As a single parent who worked all week and did chores all weekend and saved every spare penny for holidays there wasn’t much money to splurge on fancy cameras. And so the Fuji accompanied me to Australia on my third visit in 2003. On that trip my future OH joined me with his Canon SLR so I didn’t take many photos. Unfortunate as when we arrived back home we discovered the SLR had a fault and had been letting in light so a lot of photos were ruined.
With this in mind in the autumn of 2003 we decided to buy a digital camera. An HP PhotoSmart C945 5MP and 8 x optical zoom with a 5 cm colour LCD display. It was not cheap, but neither was it the most expensive camera around. It took 4 AA batteries so wasn’t all that light either, plus you had to carry a charger around with you.
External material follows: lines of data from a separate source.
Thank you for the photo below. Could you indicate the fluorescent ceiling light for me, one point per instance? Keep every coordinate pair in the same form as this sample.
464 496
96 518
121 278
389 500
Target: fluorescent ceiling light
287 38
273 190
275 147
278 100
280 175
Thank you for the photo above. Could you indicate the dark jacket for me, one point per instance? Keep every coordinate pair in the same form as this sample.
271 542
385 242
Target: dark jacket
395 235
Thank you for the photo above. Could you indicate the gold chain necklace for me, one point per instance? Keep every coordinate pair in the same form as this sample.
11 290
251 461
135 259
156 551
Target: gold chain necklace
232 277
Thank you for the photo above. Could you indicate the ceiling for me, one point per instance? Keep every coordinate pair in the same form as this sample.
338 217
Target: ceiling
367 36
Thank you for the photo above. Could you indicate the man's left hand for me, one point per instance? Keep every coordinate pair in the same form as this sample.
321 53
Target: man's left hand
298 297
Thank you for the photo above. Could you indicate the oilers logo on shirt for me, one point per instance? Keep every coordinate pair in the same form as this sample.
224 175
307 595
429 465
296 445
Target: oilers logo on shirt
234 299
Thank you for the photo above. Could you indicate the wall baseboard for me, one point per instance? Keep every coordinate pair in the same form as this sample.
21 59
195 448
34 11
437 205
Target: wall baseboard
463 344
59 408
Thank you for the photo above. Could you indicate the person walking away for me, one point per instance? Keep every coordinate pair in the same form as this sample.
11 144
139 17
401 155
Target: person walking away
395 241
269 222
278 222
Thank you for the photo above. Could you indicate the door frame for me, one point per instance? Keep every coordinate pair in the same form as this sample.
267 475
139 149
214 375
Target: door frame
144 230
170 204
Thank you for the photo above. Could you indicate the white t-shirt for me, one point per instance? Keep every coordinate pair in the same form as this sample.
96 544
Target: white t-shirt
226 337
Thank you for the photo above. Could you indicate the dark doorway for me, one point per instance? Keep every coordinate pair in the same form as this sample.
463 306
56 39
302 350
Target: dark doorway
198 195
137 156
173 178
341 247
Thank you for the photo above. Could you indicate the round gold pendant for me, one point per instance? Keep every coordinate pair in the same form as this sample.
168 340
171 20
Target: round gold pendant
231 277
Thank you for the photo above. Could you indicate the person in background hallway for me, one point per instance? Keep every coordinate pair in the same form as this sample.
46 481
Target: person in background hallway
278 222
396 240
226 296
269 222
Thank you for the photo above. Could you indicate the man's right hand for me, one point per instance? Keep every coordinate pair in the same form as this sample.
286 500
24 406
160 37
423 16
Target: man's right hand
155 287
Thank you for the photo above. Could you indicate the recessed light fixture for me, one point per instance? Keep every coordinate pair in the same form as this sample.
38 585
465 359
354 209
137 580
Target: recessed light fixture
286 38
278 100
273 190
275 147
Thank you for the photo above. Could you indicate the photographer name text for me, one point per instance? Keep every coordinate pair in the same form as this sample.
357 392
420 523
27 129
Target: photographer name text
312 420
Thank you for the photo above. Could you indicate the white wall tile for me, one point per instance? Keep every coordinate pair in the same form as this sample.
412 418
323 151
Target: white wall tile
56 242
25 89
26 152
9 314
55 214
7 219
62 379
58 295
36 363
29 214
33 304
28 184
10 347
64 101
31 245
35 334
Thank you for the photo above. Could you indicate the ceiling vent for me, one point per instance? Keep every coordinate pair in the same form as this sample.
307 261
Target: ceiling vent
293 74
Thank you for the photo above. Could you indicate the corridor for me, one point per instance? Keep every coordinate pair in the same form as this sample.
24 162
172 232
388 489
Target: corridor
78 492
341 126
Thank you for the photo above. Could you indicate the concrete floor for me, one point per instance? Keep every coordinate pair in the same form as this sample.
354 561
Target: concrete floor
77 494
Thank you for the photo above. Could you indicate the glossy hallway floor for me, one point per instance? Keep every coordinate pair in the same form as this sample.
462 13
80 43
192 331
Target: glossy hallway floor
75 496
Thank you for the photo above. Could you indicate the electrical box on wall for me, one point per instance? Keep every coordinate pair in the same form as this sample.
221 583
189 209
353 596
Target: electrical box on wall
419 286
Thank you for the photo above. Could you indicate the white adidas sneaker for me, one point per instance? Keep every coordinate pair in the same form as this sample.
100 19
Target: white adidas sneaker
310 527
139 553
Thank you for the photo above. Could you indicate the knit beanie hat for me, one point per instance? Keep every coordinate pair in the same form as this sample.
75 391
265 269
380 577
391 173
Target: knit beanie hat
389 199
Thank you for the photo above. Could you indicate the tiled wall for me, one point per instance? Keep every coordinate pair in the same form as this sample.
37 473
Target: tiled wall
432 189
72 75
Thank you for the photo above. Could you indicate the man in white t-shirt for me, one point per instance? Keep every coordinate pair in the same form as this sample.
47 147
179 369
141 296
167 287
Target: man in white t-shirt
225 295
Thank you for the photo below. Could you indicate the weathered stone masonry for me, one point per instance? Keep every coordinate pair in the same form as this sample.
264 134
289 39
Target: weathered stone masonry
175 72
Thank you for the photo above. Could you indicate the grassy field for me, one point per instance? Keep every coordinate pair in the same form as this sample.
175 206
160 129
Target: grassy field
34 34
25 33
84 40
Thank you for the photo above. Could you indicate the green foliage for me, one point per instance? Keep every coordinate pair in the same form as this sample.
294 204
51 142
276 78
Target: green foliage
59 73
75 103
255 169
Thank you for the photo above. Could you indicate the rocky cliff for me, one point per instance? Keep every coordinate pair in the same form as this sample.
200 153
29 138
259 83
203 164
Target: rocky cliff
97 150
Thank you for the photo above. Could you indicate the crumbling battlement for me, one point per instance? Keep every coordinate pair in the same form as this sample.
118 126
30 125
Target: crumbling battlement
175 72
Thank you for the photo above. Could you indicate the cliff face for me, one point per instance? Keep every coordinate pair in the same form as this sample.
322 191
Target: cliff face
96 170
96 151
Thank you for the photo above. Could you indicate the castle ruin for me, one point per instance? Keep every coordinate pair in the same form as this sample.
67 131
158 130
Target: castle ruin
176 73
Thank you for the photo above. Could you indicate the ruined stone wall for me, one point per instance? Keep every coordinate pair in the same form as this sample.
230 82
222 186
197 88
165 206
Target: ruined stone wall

A few years later we moved on to better bridge cameras – the OH bought a Panasonic Lumix DMC-FZ50 to replace the Canon and I went for a Fujifilm S8000fd with 8MP and an 18 x zoom as I loved my compact Fuji. We also had a little Nikon Coolpix for when the OH went abroad and didn’t want the hassle of carrying a larger camera. And why is it as soon as you decide on a make and model a newer version comes out weeks after you have bought it? I’m not sure my photography improved, but the number of shots I took certainly escalated.
Photography was becoming serious now. And seriously expensive! I even took out a subscription for a camera magazine for a year and read every review about DSLRs and the mirrorless interchangeable-lens cameras, but I remained indecisive. In 2011 I upgraded to a Fuji FinePix HS20 EXR which had 16 MP and 30 x zoom and everything was good until I became quite obsessed with flower photography.
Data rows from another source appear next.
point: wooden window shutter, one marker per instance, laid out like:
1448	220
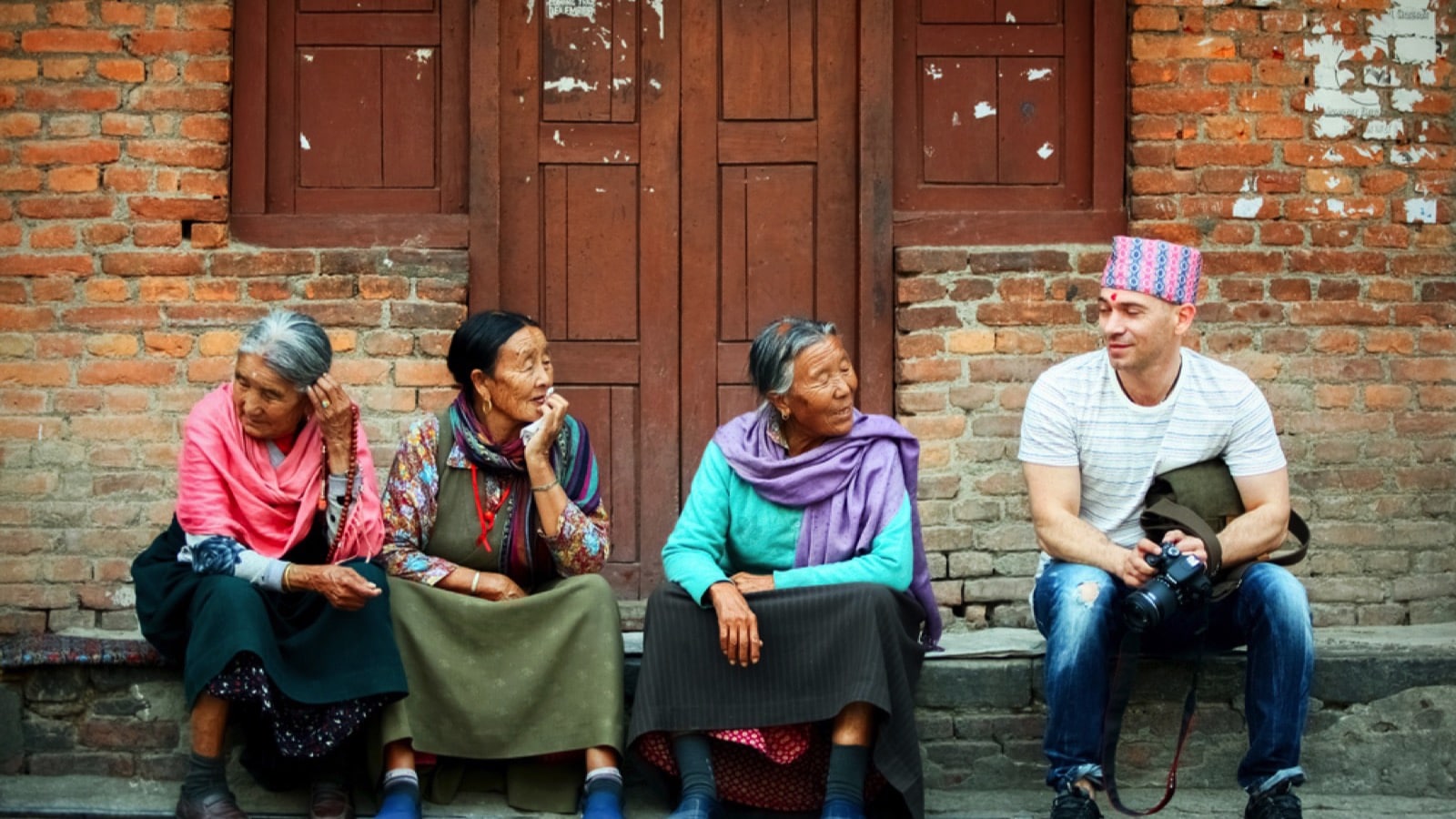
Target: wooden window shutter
1009	121
349	123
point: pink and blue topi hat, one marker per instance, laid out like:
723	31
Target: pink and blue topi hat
1155	267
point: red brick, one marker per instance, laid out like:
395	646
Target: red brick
46	264
123	14
35	373
123	124
21	179
208	70
1179	47
1179	101
179	41
178	153
264	263
106	234
123	70
150	264
208	235
18	70
66	67
198	16
181	99
69	40
179	208
142	373
157	234
113	317
72	99
53	238
1339	314
76	179
19	124
1201	155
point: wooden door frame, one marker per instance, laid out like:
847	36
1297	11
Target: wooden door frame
875	266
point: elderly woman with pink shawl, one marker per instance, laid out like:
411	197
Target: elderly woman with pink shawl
262	586
797	560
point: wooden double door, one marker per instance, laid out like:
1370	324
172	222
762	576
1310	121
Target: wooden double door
655	181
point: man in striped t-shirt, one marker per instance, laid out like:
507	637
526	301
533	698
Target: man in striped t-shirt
1096	433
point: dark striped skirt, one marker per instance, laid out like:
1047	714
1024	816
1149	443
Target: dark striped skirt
823	649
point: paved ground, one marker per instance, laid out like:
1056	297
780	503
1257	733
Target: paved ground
85	797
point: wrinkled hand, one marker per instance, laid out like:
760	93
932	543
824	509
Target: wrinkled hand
1188	545
1133	567
737	625
334	410
552	417
344	588
494	586
753	583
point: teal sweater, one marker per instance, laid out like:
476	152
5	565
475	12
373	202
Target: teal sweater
727	528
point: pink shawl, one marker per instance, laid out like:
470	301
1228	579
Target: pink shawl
228	486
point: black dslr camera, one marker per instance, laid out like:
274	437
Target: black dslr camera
1181	581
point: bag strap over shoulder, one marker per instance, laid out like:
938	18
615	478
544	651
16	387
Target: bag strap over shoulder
1200	499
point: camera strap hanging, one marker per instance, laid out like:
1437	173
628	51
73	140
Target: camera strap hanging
1118	694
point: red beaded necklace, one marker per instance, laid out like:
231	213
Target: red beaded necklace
484	515
349	479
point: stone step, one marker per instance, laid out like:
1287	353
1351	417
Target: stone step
104	797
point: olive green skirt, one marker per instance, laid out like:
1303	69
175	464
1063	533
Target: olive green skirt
509	680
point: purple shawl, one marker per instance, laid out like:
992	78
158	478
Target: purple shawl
841	487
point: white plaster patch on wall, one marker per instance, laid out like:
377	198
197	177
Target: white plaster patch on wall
1411	155
1420	210
1383	130
1332	127
1405	98
586	9
662	22
1409	29
567	85
1330	95
1247	207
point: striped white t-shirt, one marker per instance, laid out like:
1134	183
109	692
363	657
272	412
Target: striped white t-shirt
1077	416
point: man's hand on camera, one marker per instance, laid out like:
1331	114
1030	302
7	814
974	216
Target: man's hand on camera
1188	545
1135	570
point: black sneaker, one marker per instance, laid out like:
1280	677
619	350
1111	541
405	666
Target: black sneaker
1276	804
1075	804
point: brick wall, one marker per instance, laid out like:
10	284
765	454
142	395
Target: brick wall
1307	149
1303	146
121	295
For decades I had a garden and although no plantswoman I enjoyed getting out there each week and growing and planting things. When I no longer had a garden we started visiting public gardens around the country and even when on holiday and I started to develop a passion for flowers and insects on flowers and especially close-ups. What I really wanted of course, was a Macro lens. And no bridge camera was going to give me that, which led to my first digital mirrorless camera with interchangeable lenses. I wanted something small enough to put in a handbag if necessary so the Olympus OM-D E-M10 with a pancake lens was ideal. Followed swiftly by the Macro lens.
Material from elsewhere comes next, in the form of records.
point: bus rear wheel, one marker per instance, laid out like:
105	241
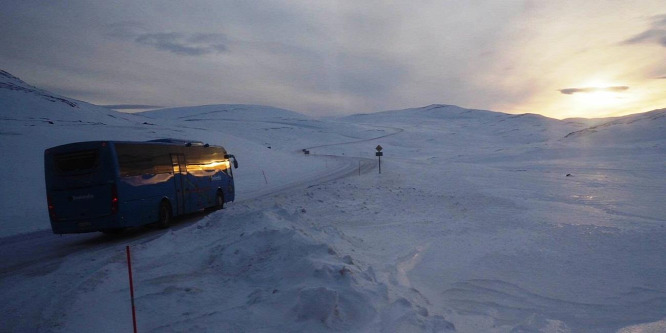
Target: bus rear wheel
164	215
219	201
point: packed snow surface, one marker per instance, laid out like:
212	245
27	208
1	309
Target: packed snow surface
479	222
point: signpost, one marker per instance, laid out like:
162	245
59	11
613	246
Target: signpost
379	155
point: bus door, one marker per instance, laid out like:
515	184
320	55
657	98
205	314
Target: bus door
179	177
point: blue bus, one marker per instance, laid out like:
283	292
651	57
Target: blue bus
109	186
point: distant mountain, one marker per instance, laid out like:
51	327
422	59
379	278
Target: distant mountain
477	125
225	111
648	127
21	101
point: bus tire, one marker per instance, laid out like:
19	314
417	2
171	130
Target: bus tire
164	215
219	201
113	231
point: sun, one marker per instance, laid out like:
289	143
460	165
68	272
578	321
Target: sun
598	97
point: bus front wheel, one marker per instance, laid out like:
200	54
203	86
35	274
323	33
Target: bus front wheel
164	215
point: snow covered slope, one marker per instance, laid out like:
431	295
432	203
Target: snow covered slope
479	222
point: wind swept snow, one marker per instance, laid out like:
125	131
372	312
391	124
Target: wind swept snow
479	222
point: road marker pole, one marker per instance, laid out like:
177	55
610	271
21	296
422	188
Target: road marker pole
379	155
129	269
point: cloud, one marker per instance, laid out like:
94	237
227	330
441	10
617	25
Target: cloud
571	91
656	33
131	106
184	44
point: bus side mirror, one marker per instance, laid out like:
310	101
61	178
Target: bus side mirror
232	157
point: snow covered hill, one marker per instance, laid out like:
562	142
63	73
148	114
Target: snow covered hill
479	222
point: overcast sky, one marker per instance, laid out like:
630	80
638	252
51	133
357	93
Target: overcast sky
558	58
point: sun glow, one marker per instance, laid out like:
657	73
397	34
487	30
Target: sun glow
599	97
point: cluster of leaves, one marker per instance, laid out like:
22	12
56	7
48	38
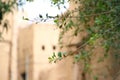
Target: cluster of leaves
100	20
6	7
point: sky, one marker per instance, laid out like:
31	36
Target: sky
33	9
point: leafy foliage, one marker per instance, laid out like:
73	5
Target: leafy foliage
99	19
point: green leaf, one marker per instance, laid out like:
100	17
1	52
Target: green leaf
60	54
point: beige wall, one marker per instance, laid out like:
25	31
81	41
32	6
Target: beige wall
5	47
39	35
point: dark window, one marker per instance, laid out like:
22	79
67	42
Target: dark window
43	47
23	75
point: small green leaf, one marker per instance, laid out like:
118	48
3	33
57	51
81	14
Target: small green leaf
59	54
Over the past eight years I have been blogging, initially to have a place to store all these digital photos and write about my trips whilst I could remember them, then to share favourite walks and gardens and join in with photo challenges and even record the development of the garden I eventually got. I have learned a lot from my fellow bloggers, some of whom are the most talented photographers. Now I am pretty addicted to photography; I still don’t understand all the technical aspects, but I like to think that over the years I have improved and that now I am more discerning. I take my time when composing a shot. I even walk away if I can’t get what I want.
My photographic journey has been long and slow, but there are still moments out there to capture, improvements to make and memories to return to.